The freedom rides were organized by the Congress on Racial Equality, or CORE. The first bus set off from Washington DC on March 4, 1961, carrying seven black and six white protesters to the deep south.
The initiative was modeled after CORE’s “Journey of Reconciliation,” which took place in 1947.
The Journey of Reconciliation had groups of black and white volunteers ride buses in the south to test out a Supreme Court decision (Morgan v. Virginia, 1946) which declared that segregated bus seating was unconstitutional.
The Freedom Riders soon encountered violent opposition.
The historian Raymond Arsenault recounted some of them in his book, Freedom Riders: 1961 and the Struggle for Racial Justice. Arsenault described the experience of a group of freedom riders in the little town of Anniston, Alabama:
As the crowd of about fifty surrounded the bus, an eighteen-year-old Klansman and ex-convict named Roger Couch stretched out on the pavement in front of the bus to block any attempt to leave, while the rest — carrying metal pipes, clubs, and chains — milled around menacingly, some screaming, “Dirty Communists” and “Sieg heil!” There was no sign of any police, even though Herman Glass, the manager of the Anniston Greyhound station, had warned local officials earlier in the day that a potentially violent mob had gathered around the station.
That angry mob beat the northern protesters viciously; one man threw a firebomb threw a bus window.
The mob also slashed the bus tires so that the freedom riders had to abandon their burning bus and carry out the next stage of their trip by plane.
Many northerners were horrified by the response of southern police to the attacks on the freedom fighters.
Police largely stood by and did nothing to protect the freedom riders against violent mobs.
In Jackson, Mississippi, police arrested hundreds of the freedom riders and charged them with breach of the peace. Convicted, they spent up to six weeks in what the New York Times called “sweltering, filthy and vermin infested cells.”

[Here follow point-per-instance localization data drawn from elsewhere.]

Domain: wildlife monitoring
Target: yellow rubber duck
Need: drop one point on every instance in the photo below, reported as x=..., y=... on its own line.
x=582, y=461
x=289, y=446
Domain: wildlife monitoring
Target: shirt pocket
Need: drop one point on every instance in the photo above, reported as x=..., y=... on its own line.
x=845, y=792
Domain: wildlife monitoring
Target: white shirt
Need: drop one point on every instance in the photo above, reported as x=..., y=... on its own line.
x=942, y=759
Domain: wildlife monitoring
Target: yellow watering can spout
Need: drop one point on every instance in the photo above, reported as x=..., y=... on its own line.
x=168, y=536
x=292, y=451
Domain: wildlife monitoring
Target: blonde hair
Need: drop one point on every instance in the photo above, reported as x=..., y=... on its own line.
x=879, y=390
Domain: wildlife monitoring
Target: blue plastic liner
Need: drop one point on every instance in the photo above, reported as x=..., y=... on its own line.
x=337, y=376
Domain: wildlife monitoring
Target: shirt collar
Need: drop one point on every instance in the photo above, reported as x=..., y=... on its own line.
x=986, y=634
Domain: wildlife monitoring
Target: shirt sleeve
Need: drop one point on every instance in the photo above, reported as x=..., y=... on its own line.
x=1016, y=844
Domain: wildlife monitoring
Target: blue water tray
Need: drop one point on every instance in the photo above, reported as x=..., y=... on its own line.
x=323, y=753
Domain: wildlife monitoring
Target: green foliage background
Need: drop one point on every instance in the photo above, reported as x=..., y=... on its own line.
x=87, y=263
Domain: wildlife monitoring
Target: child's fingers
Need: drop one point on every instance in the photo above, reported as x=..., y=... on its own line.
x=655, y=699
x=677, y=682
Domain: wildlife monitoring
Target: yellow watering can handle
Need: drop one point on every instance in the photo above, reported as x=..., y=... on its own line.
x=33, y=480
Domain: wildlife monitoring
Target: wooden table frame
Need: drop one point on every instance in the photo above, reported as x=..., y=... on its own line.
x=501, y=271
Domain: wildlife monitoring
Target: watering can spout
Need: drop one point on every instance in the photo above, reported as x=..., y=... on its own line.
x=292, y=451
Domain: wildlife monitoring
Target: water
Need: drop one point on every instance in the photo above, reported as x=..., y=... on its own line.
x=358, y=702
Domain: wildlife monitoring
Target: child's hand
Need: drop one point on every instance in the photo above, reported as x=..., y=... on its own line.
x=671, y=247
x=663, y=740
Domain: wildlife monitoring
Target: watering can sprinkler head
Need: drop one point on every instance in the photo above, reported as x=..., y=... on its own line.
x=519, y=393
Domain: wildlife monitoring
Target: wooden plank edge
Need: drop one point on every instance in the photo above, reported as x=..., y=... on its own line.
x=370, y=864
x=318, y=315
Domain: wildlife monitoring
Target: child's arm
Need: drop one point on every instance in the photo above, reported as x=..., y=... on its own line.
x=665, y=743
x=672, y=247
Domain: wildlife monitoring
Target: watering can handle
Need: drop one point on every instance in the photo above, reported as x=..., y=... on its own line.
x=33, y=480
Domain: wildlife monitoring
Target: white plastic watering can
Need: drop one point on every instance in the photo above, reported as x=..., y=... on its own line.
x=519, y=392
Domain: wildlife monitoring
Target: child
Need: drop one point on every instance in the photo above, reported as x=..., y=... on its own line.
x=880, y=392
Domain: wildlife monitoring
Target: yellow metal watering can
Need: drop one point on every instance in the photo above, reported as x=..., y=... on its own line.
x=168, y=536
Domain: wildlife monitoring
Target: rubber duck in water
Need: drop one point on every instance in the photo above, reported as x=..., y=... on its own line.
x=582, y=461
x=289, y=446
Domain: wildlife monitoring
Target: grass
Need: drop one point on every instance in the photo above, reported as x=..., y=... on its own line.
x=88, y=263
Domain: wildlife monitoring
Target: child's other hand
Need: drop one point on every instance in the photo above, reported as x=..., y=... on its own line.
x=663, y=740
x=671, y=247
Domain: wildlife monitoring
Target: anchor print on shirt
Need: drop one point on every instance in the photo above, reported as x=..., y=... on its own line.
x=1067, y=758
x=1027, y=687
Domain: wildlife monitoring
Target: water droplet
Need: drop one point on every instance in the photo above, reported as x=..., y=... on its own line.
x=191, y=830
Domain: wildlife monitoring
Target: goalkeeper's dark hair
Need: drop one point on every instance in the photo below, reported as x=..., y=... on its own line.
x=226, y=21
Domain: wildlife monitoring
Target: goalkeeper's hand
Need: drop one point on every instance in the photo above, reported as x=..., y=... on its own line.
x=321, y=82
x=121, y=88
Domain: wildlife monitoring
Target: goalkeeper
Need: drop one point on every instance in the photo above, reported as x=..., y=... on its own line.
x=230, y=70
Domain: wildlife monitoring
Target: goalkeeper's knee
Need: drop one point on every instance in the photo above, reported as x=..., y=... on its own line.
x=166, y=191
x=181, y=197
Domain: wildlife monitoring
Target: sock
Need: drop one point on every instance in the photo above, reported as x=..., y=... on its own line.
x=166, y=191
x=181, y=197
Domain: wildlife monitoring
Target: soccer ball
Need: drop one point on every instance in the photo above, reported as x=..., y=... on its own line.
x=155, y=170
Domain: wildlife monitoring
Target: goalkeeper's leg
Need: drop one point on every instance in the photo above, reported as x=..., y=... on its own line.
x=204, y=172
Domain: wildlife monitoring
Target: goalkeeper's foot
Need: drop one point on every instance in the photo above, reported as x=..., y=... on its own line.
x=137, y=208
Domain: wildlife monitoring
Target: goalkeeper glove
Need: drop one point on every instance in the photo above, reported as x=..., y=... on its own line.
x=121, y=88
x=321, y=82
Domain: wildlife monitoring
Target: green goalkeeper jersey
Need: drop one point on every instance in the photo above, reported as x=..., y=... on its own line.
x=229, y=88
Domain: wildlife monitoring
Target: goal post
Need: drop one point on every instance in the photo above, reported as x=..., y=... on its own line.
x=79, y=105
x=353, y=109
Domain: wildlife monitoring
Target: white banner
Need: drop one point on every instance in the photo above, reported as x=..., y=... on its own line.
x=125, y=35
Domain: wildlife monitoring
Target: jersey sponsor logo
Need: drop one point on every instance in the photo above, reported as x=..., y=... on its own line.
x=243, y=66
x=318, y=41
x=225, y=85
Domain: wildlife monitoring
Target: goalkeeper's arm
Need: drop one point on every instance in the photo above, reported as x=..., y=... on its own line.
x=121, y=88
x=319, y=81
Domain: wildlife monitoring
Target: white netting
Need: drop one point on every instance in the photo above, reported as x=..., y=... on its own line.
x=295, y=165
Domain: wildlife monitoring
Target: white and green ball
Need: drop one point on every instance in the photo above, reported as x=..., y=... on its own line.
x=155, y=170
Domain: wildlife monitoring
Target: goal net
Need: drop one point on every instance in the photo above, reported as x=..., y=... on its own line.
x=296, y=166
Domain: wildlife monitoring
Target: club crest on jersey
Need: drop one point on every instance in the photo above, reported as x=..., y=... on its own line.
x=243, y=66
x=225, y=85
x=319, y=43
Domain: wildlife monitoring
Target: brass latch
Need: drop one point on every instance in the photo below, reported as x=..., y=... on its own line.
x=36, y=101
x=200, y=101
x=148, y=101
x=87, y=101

Accounts of the violence spread around the country and helped to raise awareness of the freedom riders and their goals; this also inspired other people to join the movement, and put pressure of President Kennedy to take action.
Eventually, Robert Kennedy ordered federal marshals to protect the freedom riders, and the Interstate Commerce Commission banned segregation on interstate travel.
Use of “Freedom Riders” in a sentence:
- In 1961, the Freedom Riders, a group of civil rights activists, courageously challenged racial segregation in the American South by riding interstate buses into segregated southern states, risking violence and arrest to protest racial inequality.
- The Freedom Riders’ actions drew national attention to the brutal reality of segregation, and their persistence in the face of violent opposition played a key role in spurring the U.S. government to enforce federal laws banning racial segregation in public transportation.
- The legacy of the Freedom Riders continues to inspire modern civil rights movements, as their nonviolent protests and unwavering commitment to racial equality serve as a symbol of moral courage and the ongoing struggle for social justice in the United States.